NIGHT_SHIFT (B級映画&ゲーム雑感 上井某BLOG)

上井某(家主)が観た「B級映画」(主にホラーとサスペンス)の感想と、たまにゲームとかアニメとかについてつらつらと語るブログです。

映画感想:「ドント・ウォーリー・ダーリン」(40点/サスペンス)

■■■「ドント・ウォーリー・ダーリン」■■■
(40点/サスペンス)


 砂漠の中に『ビクトリー計画』によって作られた都市に夫のジャックと共に暮らすアリスは、素晴らしい夫と明るい隣人たちに囲まれて、なに不自由のない幸せな生活を送っていた。


 そんなある日、買い物帰りに砂漠へと飛行機が墜落するのを目撃した彼女は、飛行機のパイロットを救おうと立ち入り禁止とされている砂漠の『危険区域』へと足を踏み入れるが、そこで奇妙な建物を発見。
 建物の壁に触れた瞬間に意識を失った彼女は、自宅のベッドのうえで目を覚ます。


 彼女は自分の体験した現象を周囲の人間に話すが、誰からも取り合って貰えず、更には奇妙な幻覚に悩まされるようになっていき、周囲から頭がおかしくなってしまったのではないかと疑われるようになっていく…。


 そんな矢先に彼女は、『以前に砂漠の立ち入り禁止区域に立ち入って子供を亡くしたうえに狂気に陥った』と噂される近所の住人であるマーガレットから『あなたも見たでしょ?』という奇妙なメッセージを受け取るが…

 


 『なに不自由のない幸せな世界』で暮らす女性が、とある体験を切っ掛けにその世界に隠された真実に疑問を抱くようになる…という、SFサスペンス映画。


 少し勘のいい人であれば設定とかを聞いただけでなんとなく想像が付くとは思いますが、いわゆる『作られた虚構の世界』を題材としたディストピア系のSFサスペンスですね。


 『なに不自由のないユートピアだと思って過ごしていた世界が、実は恐るべき秘密の隠された世界でした』って感じのプロットは、この手のディストピアSFとしては割とあちがちな印象。


 ゲームのFalloutシリーズを思い起こさせるような、レトロSFっぽい70年代アメリカ的テイストはなかなか良く出来ており、いかにも『虚構の幸せな世界』をイメージさせるような不気味さがあって悪くありません。


 お話の謎の提示やらいかにも洗脳を印象づけるような演出やら、不穏な空気の漂う展開もまあまあ悪くない印象。


 ただ、プロットやら雰囲気映画的な世界観やらは悪くないのですが、それ以外の部分がどうにもイマひとつな感じのは困りもの。
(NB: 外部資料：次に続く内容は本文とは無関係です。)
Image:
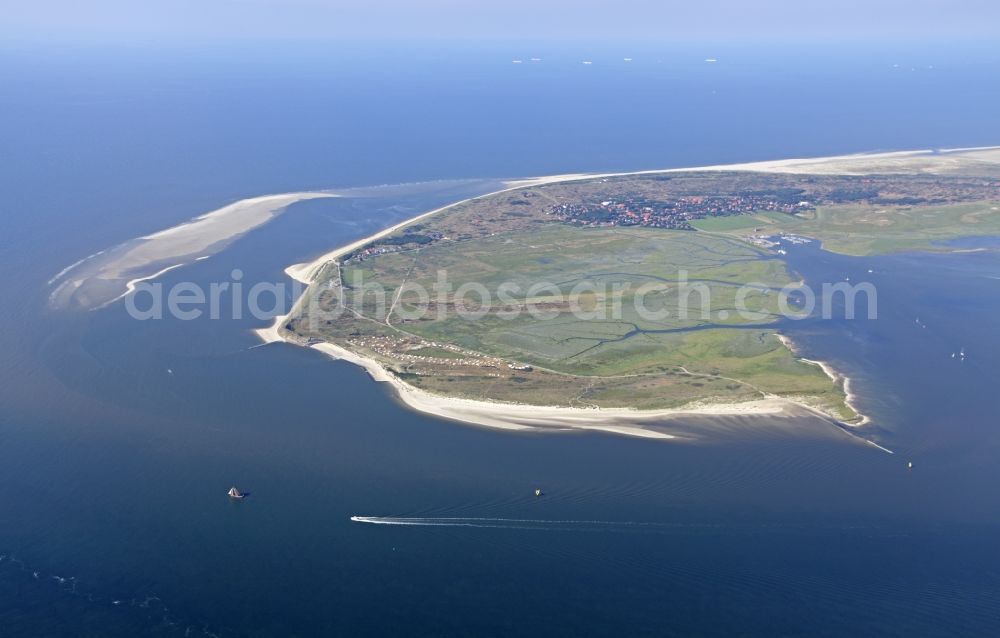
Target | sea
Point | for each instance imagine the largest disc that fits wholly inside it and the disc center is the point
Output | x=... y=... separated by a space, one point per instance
x=119 y=438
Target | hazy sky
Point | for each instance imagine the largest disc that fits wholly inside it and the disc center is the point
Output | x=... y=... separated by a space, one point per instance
x=200 y=20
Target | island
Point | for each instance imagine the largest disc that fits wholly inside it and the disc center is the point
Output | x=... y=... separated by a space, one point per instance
x=607 y=301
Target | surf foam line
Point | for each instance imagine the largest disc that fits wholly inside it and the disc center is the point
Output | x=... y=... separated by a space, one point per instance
x=513 y=523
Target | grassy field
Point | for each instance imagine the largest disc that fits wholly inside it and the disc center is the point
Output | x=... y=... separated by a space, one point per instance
x=869 y=230
x=584 y=340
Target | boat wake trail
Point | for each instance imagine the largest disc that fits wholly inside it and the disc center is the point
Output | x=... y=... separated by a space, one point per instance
x=511 y=523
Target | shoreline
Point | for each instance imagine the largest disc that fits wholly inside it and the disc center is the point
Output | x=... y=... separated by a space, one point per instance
x=522 y=417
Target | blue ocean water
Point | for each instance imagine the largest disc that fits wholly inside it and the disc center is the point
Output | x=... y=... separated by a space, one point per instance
x=119 y=438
 まず尺が2時間強あるせいで、お話の展開が遅くてストーリーが動き出すまでがどうにもテンポが悪いんですよね。


 それに加えて、お話が動き出した後も特に主人公が窮地に陥るわけでも無くて淡々とストーリーが進んでいくみたいな展開が続く感じなので、緊張感のようなものが皆無で全体的に非常に冗長な印象を受けます。


 ここからはネタバレになってしまいますが、お話の中心となる『ビクトリー計画』の秘密も物凄くスケールが小さくてショボいですし、真相が判明した後も『衝撃の事実』というよりも『なんじゃそりゃ?』という感想しか出てこないのも困りもの。


 一応、ジェンダー問題とか男尊女卑的な問題とかをテーマにしている雰囲気はあるのですが、テーマとしての描き込みも浅いですし、オチも投げっぱなしでどうにもスッキリしません。


 あと、最初に主人公が秘密に近づくことになる『砂漠に墜落する飛行機』も何の意味があったのか謎(何かの象徴?)ですし、そもそもディストピア世界の根幹の秘密を知る事の出来る場所』を、ロクな警備もなくて誰でも簡単に歩いて入れるような状態で放置しておくなよ…とか、色々とツッコミどころ満載の映画でしたよ。

 


 総評としましては、『どうにも微妙で退屈な出来のディストピアSF映画』という感じの作品ですね。


 作品の雰囲気やら美術デザインやらは嫌いじゃないですが、内容に関してはグテグテなうえに退屈すぎるので、ちょっとオススメはし辛い作品というのが正直なところかなぁ?


 とりあえず、この手の世界観の作品が大好きでよほど気になっているというので無ければ、普通にスルーしてしまっても問題のない一本かもしれませんよ。